INFORMATION Technology (IT) has become a universal language. In the competitive job market, employers are seeking highly qualified and experienced IT graduates to be a part of their multi-million dollar projects.
While many students flock to private and local colleges to enrol in IT courses, Universiti Malaysia Sabah (UMS) students will have the opportunity to improve their IT skills under the Cisco Networking Academy Programme (CNAP) starting in June.
In line with the country's aim to produce experts in science and technology, Cisco Systems and UMS recently launched the first and only Internet Training Centre Initiative for Developing Countries (ITCI-DC) in Malaysia.
The ITCI-DC was started by the International Telecommunication Union (ITU) to address the acute shortage of skilled networking and IT professionals in the developing world. Its activities include designing programmes to improve telecommunication infrastructure.
As the only IT education provider at ITU's Internet training centres at present, Cisco Systems will run the CNAP under the initiative. ITU first announced the ITCI-DC with Cisco in Geneva in 2001. It aims to establish 50 Internet training centres in educational institutions around the world by the end of this year.
“While the project seeks to achieve a variety of human resource development objectives, the main focus is equipping today's youth with the prerequisite technical skills to become tomorrow’s IT leaders,” said Sabah Deputy Chief Minister Datuk Tham Nyip Shen at the launch.
UMS is the only institution in Malaysia and one of 12 institutions in Asia and the Pacific to be selected under the scheme. Established in 1994, UMS offers more than 1,500 courses and 53 programmes, with nearly 140 courses in a semester available for e-learning. The university will be implementing at least 500 courses in e-learning by the end of this year.
The CNAP is a global e-learning programme that offers students an opportunity to pursue IT curricula through online instructor-led training and hands-on laboratory exercises.

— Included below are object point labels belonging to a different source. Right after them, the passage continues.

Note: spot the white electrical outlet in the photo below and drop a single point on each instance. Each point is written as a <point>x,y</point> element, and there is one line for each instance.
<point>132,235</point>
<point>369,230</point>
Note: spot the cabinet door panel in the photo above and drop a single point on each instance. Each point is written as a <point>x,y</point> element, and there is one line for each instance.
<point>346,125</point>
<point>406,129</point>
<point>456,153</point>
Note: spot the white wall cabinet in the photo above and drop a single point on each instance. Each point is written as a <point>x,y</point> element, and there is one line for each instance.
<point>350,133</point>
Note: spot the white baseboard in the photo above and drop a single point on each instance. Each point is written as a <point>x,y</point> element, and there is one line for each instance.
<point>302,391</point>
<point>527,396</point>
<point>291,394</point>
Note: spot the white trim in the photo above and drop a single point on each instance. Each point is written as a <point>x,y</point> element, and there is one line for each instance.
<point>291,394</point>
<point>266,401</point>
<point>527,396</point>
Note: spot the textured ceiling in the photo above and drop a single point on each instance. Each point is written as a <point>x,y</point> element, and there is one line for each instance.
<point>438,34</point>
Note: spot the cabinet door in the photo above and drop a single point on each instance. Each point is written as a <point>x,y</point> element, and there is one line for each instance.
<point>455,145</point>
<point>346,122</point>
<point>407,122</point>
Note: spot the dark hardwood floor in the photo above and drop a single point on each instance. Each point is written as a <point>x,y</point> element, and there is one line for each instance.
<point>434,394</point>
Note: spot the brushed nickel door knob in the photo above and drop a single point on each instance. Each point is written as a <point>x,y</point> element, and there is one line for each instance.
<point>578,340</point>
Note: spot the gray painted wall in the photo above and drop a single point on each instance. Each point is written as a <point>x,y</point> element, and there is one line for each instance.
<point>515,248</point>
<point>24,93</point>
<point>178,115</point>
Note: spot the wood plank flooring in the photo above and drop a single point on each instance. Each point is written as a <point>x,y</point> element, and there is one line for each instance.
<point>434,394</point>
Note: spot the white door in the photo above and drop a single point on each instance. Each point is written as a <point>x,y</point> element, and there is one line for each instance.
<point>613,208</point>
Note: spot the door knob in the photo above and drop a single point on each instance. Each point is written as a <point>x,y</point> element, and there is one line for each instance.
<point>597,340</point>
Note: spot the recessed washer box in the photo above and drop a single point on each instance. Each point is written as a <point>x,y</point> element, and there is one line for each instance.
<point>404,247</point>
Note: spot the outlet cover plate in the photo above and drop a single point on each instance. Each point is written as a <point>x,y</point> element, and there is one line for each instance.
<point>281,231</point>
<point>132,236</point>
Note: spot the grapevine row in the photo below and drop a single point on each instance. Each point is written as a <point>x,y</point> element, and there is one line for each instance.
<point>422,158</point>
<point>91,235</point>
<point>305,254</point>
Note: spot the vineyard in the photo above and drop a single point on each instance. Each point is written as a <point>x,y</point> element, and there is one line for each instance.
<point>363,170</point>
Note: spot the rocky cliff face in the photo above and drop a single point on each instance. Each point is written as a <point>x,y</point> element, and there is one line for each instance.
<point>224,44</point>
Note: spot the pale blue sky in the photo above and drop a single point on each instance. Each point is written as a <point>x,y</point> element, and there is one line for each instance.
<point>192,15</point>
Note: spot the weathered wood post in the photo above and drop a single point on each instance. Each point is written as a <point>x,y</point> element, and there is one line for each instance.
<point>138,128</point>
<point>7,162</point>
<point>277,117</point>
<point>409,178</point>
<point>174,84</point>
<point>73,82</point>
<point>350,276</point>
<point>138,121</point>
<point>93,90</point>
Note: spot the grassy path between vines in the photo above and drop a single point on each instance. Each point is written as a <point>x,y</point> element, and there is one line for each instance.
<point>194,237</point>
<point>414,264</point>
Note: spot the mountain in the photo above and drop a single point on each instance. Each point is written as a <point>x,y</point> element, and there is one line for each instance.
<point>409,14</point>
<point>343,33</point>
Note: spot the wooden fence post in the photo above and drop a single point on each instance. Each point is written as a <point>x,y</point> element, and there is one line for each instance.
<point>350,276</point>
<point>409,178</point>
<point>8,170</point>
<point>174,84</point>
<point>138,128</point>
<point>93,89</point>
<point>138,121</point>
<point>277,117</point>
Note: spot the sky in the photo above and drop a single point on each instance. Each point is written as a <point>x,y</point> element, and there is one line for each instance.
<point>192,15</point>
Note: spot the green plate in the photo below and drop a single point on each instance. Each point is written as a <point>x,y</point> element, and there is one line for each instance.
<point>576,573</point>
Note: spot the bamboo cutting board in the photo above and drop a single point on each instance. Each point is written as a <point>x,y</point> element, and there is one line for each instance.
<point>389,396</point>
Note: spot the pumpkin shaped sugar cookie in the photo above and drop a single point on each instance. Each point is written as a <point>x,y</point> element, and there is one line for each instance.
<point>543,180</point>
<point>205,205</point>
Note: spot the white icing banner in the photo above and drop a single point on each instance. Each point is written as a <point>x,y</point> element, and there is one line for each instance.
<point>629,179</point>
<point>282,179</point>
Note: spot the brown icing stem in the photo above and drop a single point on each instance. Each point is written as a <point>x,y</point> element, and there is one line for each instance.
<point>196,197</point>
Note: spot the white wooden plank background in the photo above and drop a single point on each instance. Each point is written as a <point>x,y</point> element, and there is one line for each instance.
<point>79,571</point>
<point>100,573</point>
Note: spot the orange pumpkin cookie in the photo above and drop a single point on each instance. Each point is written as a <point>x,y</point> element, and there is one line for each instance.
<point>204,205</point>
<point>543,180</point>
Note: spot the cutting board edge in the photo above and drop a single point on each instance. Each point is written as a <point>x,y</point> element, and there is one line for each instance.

“The programme is an e-learning model that delivers web-based educational content, online testing, student performance tracking, hands-on labs, and instructor training and support,” said Cisco Systems managing director Johnson Khoo.
“We must become more innovative and flexible in meeting the learning needs of our students,” added UMS deputy vice chancellor Dr Zahedi Daud.
Students will undergo at least five hours of lectures a week for four semesters, in addition to their minimum undergraduate requirement of 116 credit hours for the entire programme.
Two certificates will be awarded to students upon successful completion of the programme – the Cisco Certified Network Associate and the Cisco Certified Network Professional.
“It's a good platform for them to improve their overall degree standing and, hopefully, we will be able to produce more first class and second class upper graduates,” said School of Engineering and Information Technology dean Dr Sazali Yaacob.
A total of 50 students will be carefully selected based on their academic results and interest shown during an arranged interview with the university.
“We hope to increase the intake by 50% the following year but we want to start with a smaller number as it is easier to manage,” added Dr Sazali.
Students enrolled in one of four selected undergraduate programmes at UMS – Electrical and Electronic Engineering, Software Engineering, Computer Engineering, and Network System Management – will be eligible to register for the programme.
By targeting university undergraduates, the project addresses domestic demands for Internet Protocol and IT-based training.
“Sabah is a growing state, especially in education and IT, and the main contributor to the growth of IT here is UMS,” said Dr Zahedi.
Those selected for the programme are required to pay a fee
of RM100 per semester. Students also pay a one-time examination fee of US$150 (RM570).
“I was made to understand that through a quiz and pre-assessment, students will be given a 50% discount on the examination fees, if they demonstrate good academic performance,” said Dr Sazali.
Besides the labs currently available at UMS, more training lab facilities sponsored by ITU will be set up to cater to students’ needs.
There are over 10,000 Cisco Networking Academies in 149 countries with more than 400,000 students enrolled, while 143,000 have graduated from the programme globally.